HIV/AIDS is known to play a major role in increasing the burden of TB [5]. Very few individuals we studied considered the role of HIV/AIDS as a risk factor in PTB development. On the other hand, our study of communities underlined that shortage of food and the habit of using khat and smoking as major risk factors not only for the development of PTB, but also in its expansion. This is in agreement with the concern that malnutrition/micronutrient deficiency or smoking could increase the risk of developing TB [7, 8]. Afar pastoralists often consume milk with local bread. In addition, the region has been facing repeated drought to the extent of causing a severe shortage of milk [31]. Thus, the present communities' perception that shortage of food as a potential risk factor in disease development and increasing the burden of PTB in the areas studied seems reasonable.

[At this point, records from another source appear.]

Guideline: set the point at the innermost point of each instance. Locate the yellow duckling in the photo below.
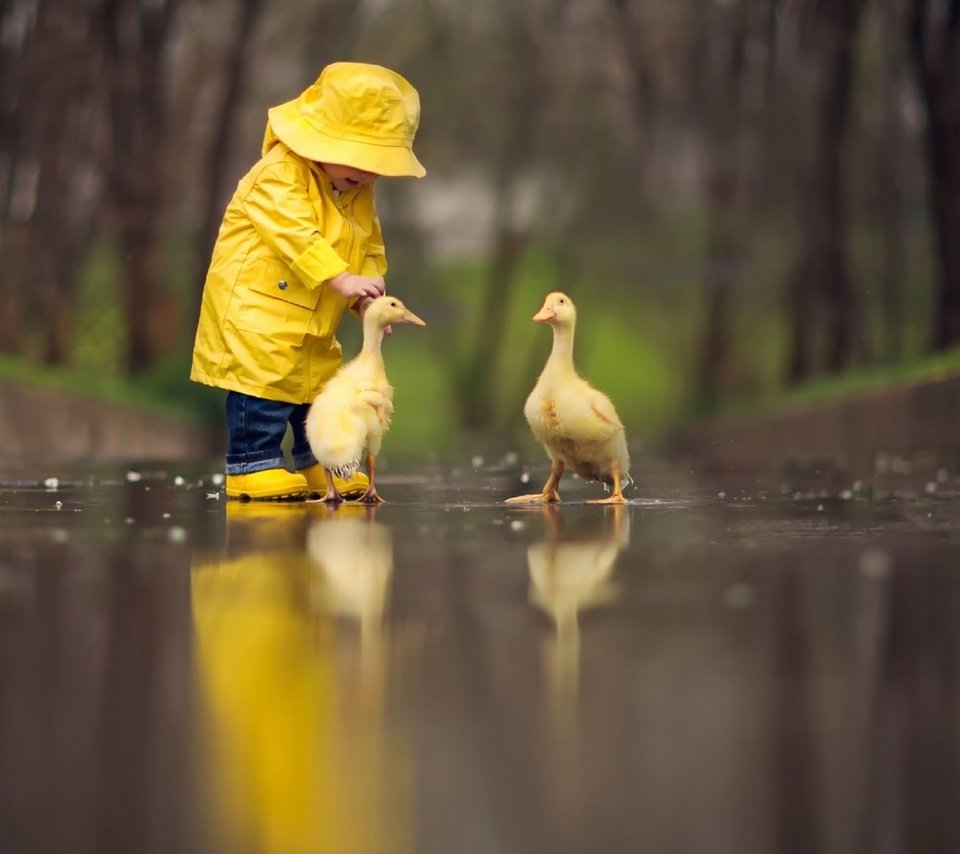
(576, 424)
(352, 413)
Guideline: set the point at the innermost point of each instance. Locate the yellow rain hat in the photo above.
(356, 114)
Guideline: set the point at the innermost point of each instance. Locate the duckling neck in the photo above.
(372, 341)
(561, 356)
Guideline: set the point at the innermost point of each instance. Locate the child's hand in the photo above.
(349, 285)
(363, 304)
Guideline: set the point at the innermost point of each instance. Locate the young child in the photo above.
(300, 243)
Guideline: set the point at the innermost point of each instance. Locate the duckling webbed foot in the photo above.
(616, 497)
(550, 493)
(545, 497)
(370, 496)
(332, 495)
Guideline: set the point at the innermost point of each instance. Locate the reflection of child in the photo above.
(300, 242)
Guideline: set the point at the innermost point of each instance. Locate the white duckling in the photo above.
(352, 413)
(577, 424)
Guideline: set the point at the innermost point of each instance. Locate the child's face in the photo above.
(347, 177)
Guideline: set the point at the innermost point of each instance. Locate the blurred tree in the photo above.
(934, 38)
(44, 150)
(215, 170)
(135, 42)
(823, 310)
(724, 114)
(889, 189)
(522, 97)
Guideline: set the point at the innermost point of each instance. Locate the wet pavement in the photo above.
(733, 663)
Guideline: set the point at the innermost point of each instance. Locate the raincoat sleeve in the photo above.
(375, 260)
(284, 217)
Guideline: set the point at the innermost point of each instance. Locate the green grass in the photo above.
(849, 384)
(158, 392)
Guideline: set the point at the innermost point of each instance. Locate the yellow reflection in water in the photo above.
(569, 573)
(295, 756)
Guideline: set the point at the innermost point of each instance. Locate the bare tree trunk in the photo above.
(45, 137)
(889, 197)
(479, 373)
(225, 111)
(934, 31)
(725, 115)
(135, 36)
(823, 275)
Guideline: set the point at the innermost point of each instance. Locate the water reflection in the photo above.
(296, 758)
(570, 572)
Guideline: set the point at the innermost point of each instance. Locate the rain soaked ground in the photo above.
(735, 663)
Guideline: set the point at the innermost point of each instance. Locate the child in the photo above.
(300, 242)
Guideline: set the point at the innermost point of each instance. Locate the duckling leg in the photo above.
(616, 496)
(332, 495)
(371, 496)
(550, 492)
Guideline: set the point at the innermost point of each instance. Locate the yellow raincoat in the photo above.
(267, 325)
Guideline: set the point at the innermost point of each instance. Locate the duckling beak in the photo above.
(410, 317)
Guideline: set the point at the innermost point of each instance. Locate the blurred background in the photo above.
(747, 199)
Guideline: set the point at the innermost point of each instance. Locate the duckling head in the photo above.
(557, 310)
(387, 309)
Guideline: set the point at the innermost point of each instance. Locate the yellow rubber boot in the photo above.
(349, 489)
(268, 484)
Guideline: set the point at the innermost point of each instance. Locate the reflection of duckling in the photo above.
(352, 413)
(354, 557)
(568, 576)
(576, 424)
(288, 762)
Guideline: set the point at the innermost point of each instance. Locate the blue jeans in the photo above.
(256, 429)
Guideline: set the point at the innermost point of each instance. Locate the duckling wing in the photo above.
(587, 414)
(341, 419)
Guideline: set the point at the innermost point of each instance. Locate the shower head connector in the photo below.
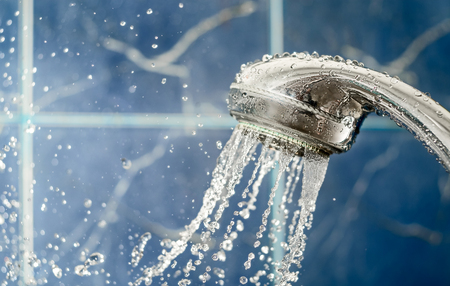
(288, 99)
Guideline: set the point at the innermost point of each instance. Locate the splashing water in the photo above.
(138, 250)
(236, 155)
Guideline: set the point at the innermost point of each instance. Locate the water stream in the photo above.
(240, 151)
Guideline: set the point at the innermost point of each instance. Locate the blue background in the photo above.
(382, 215)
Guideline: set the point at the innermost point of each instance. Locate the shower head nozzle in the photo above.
(288, 99)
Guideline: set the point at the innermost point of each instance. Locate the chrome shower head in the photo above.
(320, 102)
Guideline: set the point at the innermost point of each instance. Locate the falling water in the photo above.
(235, 156)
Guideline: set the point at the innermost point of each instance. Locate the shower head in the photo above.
(319, 103)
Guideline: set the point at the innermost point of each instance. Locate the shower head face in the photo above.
(311, 107)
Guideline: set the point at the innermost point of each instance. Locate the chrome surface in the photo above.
(323, 100)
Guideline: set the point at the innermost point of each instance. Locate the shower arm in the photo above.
(320, 103)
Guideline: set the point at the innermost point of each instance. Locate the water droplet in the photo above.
(265, 58)
(138, 250)
(81, 270)
(227, 245)
(87, 203)
(94, 259)
(243, 280)
(30, 128)
(56, 271)
(394, 80)
(126, 164)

In the present study, multivariable logistic regression analysis showed that agro-pastoralism as an occupation is a predictive of high biomedical overall knowledge of PTB, which is consistent with the finding of a previous study from Eastern Ethiopia [14] and in the pastoral and agro-pastoral communities in Tanzania [26]. This might be due to the fact that nomadic pastoralists have least access to health and other social services [1, 2]. This requires special attention in designing health education that fits with the nomadic mode of life, such as by selecting individuals from nomads, as well as training and recruitment as nomadic community health workers [1]. This study also revealed an association of high knowledge of choice of modern drug as effective treatment for PTB with being men participants which could have an implication on the differences in health-seeking behaviour of men and women as well as on high TB notifications among men [5].

Although the present study provides important information on the knowledge and perception of the Afar pastoral communities, it has limitations. The primary limitation is the selection of the study participants using systematic random sampling, while simple random selection method is more powerful in increasing the validity/reliability as well as reduces systematic errors and biases. Although the aim of the qualitative portion of the study was to supplement the quantitative part, the way the response was recoded and lack of detail separate discussion with pastoralist and agro-pastoralist participants could hamper generation of detail additional information. This also hindered an in-depth analysis of the results. Hence, the findings from the qualitative portion of the study might be considered preliminary.

Conclusion

Our findings indicate that the majority of the pastoral community members in the areas we studied had a basic awareness about PTB. Nevertheless, there is a gap between their traditional knowledge and biomedical knowledge. For instance, a considerable number of the participants believed that shortage of food was the cause of PTB, as well as being the risk factor for disease development. Surprisingly, very few of them thought that having sufficient food was a preventive method of the transmission of PTB, or a treatment for the disease. Hence, health education programmes to transform their traditional beliefs and perceptions about the disease to biomedical knowledge is crucial. The results also revealed useful information on socio-cultural and occupational factors that need to be considered when designing community-based control strategies for TB.